Okay, we educated a mannequin. Now it’s time for fine-tuning. We’ll use the PyTorch lightning module class to encapsulate the logic. I’m taking the pretrained resnet18 spine, with out the projection head, and I’m solely including one linear layer on prime. I’m high-quality tuning the entire community. No augmentations are utilized right here. They might solely delay the coaching. As a substitute, we wish to quantify the efficiency towards pretrained weights on imagenet and random initialization.

import pytorch_lightning as pl
import torch
from torch.optim import SGD
class SimCLR_eval(pl.LightningModule):
   def __init__(self, lr, mannequin=None, linear_eval=False):
       tremendous().__init__()
       self.lr = lr
       self.linear_eval = linear_eval
       if self.linear_eval:
            mannequin.eval()
       self.mlp = torch.nn.Sequential(
            torch.nn.Linear(512,10), 
       )
       self.mannequin = torch.nn.Sequential(
            mannequin, self.mlp
       )
       self.loss = torch.nn.CrossEntropyLoss()
   def ahead(self, X):
       return self.mannequin(X)
   def training_step(self, batch, batch_idx):
       x, y = batch
       z = self.ahead(x)
       loss = self.loss(z, y)
       self.log('Cross Entropy loss', loss, on_step=True, on_epoch=True, prog_bar=True, logger=True)
       predicted = z.argmax(1)
       acc = (predicted == y).sum().merchandise() / y.dimension(0)
       self.log('Practice Acc', acc, on_step=False, on_epoch=True, prog_bar=True, logger=True)
       return loss
   def validation_step(self, batch, batch_idx):
       x, y = batch
       z = self.ahead(x)
       loss = self.loss(z, y)
       self.log('Val CE loss', loss, on_step=True, on_epoch=True, prog_bar=False, logger=True)
       predicted = z.argmax(1)
       acc = (predicted == y).sum().merchandise() / y.dimension(0)
       self.log('Val Accuracy', acc, on_step=True, on_epoch=True, prog_bar=True, logger=True)
       return loss
   def configure_optimizers(self):
       if self.linear_eval:
           print(f"nn Consideration! Linear analysis n")
           optimizer = SGD(self.mlp.parameters(), lr=self.lr, momentum=0.9)
       else:
           optimizer = SGD(self.mannequin.parameters(), lr=self.lr, momentum=0.9)
       return [optimizer]

Importantly, STL10 is a subset of imagenet so switch studying from imagenet is predicted to work very nicely.
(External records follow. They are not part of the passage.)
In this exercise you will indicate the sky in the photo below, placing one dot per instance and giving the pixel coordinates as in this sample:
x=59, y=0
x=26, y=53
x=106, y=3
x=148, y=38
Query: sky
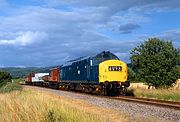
x=51, y=32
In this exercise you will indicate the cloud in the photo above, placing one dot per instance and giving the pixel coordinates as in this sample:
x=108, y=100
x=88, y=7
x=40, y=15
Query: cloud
x=3, y=3
x=128, y=28
x=173, y=35
x=25, y=38
x=119, y=5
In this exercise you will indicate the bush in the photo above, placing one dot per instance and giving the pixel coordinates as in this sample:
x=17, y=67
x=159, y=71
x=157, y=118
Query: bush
x=156, y=62
x=4, y=78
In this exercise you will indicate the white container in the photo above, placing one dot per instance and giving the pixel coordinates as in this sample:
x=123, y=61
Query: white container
x=38, y=77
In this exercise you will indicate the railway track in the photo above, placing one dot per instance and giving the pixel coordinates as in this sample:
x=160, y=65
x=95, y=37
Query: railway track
x=160, y=103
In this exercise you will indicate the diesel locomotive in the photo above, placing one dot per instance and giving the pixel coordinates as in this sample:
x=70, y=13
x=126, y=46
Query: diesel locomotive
x=102, y=74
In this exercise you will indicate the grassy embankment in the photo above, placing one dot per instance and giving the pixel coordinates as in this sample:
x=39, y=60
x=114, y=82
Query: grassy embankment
x=33, y=105
x=162, y=94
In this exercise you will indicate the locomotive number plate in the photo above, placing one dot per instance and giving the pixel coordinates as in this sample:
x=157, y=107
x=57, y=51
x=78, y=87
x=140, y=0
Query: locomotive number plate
x=115, y=68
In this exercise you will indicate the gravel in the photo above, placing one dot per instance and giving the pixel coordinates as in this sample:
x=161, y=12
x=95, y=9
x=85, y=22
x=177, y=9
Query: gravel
x=130, y=108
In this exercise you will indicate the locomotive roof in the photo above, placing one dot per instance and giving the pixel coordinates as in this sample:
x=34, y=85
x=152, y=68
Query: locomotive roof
x=84, y=58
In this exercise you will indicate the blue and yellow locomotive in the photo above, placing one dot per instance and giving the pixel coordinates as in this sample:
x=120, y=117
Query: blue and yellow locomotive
x=103, y=74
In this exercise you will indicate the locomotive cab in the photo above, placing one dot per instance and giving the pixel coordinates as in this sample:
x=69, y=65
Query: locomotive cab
x=112, y=70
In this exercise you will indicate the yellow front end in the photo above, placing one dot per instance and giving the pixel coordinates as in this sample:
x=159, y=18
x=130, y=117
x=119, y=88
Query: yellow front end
x=112, y=70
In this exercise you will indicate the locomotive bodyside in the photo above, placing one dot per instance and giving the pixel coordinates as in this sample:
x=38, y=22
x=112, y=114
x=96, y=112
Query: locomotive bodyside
x=103, y=72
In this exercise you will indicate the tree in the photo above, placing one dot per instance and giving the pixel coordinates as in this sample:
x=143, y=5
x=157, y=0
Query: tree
x=4, y=77
x=155, y=62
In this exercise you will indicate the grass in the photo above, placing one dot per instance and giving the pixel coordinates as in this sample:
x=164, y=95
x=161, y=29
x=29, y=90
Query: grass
x=29, y=105
x=161, y=94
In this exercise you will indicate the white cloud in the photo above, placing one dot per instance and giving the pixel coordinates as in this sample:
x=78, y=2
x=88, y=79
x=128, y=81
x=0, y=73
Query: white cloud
x=25, y=38
x=3, y=3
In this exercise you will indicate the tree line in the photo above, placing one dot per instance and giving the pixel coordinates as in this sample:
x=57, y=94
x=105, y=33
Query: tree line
x=155, y=62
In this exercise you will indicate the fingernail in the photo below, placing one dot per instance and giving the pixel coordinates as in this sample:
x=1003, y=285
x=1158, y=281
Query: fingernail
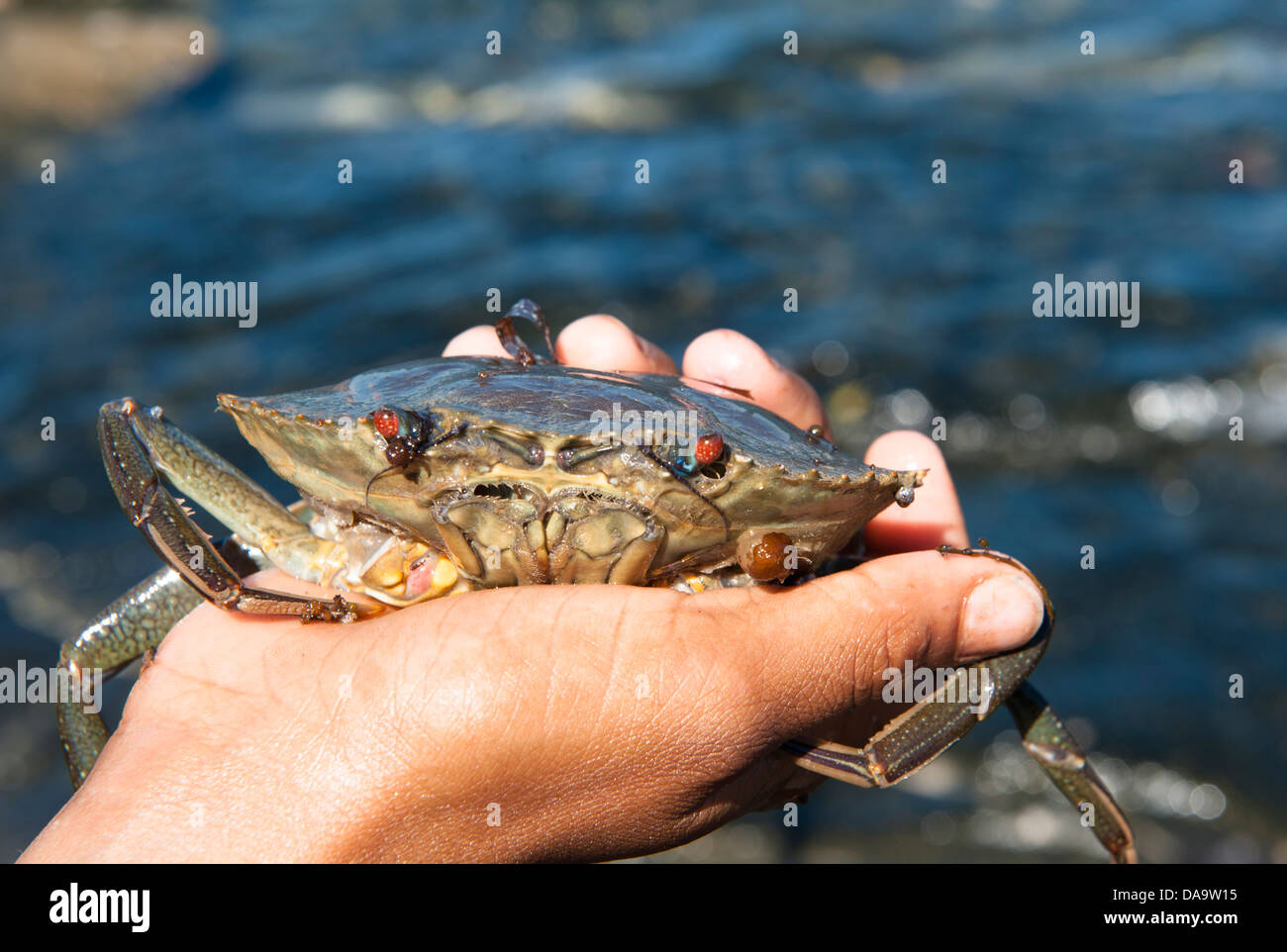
x=1000, y=614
Methodology	Finetunning the entire community, Validation Accuracy	Linear analysis. Validation Accuracy
SimCLR pretraining on STL10 unlabelled cut up	75.1%	73.2 %
Imagenet pretraining (1M)	87.9%	78.6 %
Random initialization	50.6 %	–

In all instances the mannequin overfits throughout finetuning. Keep in mind no augmentations had been utilized.

Conclusion

Even with an unfair analysis in comparison with pretrained weights from imagenet, contrastive self-supervised studying demonstrates some tremendous promising outcomes. There are numerous different self-supervised strategies to play with, however SimCLR is the baseline.
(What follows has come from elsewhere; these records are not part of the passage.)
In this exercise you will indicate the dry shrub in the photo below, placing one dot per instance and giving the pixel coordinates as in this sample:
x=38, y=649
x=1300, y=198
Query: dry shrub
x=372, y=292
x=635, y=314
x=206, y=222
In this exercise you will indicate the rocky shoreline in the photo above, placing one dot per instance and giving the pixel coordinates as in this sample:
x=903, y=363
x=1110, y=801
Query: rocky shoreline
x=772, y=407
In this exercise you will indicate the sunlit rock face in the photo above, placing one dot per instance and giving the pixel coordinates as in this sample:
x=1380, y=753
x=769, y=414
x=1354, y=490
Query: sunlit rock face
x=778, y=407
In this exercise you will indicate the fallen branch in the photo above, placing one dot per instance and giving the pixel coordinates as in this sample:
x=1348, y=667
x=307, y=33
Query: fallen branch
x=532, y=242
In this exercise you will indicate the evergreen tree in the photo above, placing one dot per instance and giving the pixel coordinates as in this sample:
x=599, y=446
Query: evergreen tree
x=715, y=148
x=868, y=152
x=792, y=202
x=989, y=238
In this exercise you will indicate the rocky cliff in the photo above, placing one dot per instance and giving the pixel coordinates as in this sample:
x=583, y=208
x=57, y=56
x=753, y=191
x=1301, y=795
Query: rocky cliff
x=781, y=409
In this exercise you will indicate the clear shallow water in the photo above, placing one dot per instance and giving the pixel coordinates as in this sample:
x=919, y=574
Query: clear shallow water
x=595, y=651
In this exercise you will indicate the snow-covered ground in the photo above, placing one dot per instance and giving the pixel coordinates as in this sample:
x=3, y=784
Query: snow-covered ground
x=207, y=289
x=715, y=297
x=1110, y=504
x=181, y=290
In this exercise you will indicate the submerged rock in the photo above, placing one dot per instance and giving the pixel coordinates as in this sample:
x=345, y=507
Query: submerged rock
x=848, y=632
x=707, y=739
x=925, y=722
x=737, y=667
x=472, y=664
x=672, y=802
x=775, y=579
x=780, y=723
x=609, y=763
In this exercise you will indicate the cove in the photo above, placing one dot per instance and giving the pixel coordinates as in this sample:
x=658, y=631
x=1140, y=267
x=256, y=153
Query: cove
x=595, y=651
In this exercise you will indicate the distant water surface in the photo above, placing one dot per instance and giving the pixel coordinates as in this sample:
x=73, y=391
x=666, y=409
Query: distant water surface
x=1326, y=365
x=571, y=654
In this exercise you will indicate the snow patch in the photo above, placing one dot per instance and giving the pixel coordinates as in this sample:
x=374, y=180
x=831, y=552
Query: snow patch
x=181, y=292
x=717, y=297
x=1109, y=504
To wrap up, we explored the way to construct step-by-step the SimCLR loss perform and launch a coaching script with out an excessive amount of boilerplate code with Pytorch-lightning. Despite the fact that there’s a hole between SimCLR discovered representations, newest state-of-the-art strategies are catching up and even surpass imagenet-learned options in lots of domains.

Thanks on your curiosity in AI and keep constructive!

* Disclosure: Please word that a number of the hyperlinks above could be affiliate hyperlinks, and at no extra price to you, we’ll earn a fee in case you determine to make a purchase order after clicking via.